When it rains, some of the water soaks into the ground, some evaporates, and some flows over impervious surfaces, such as paved streets, driveways and parking lots. The water that flows over the impervious ground is called “stormwater runoff”. Parking lots, buildings or other hard surfaces tend to have more stormwater runoff than undeveloped areas because there is nowhere for the water to soak into the ground.
Stormwater runoff picks up pollutants from the ground, such as oil dripped from cars, detergents from washing cars, trash, yard clippings, etc., and carries them into the nearest storm drain or drainage ditch. Ditches and storm drains do not connect to a treatment system, so everything that flows down the stormdrain goes directly to the nearest water body, ultimately flowing into the ocean.

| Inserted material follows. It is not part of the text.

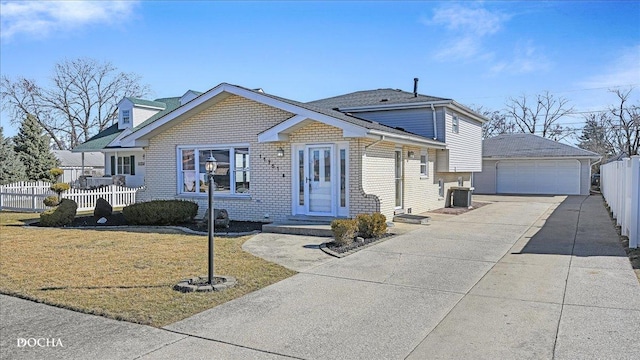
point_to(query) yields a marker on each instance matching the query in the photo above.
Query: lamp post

These storm drainage systems are separate from the sewer systems that are designed to carry wastewater to a treatment plant, where it is treated before it is released into a body of water or sometimes reused. Stormdrain systems do not include any kind of treatment; everything they carry with them is emptied into a body of water, without ever being filtered or treated. This is why it is vital for everyone to pay close attention to cleanliness of driveways, yards and sidewalks. It is also very important to be mindful of chemicals used while washing cars or rinsing items outside, especially where the runoff can’t soak into grass or dirt areas.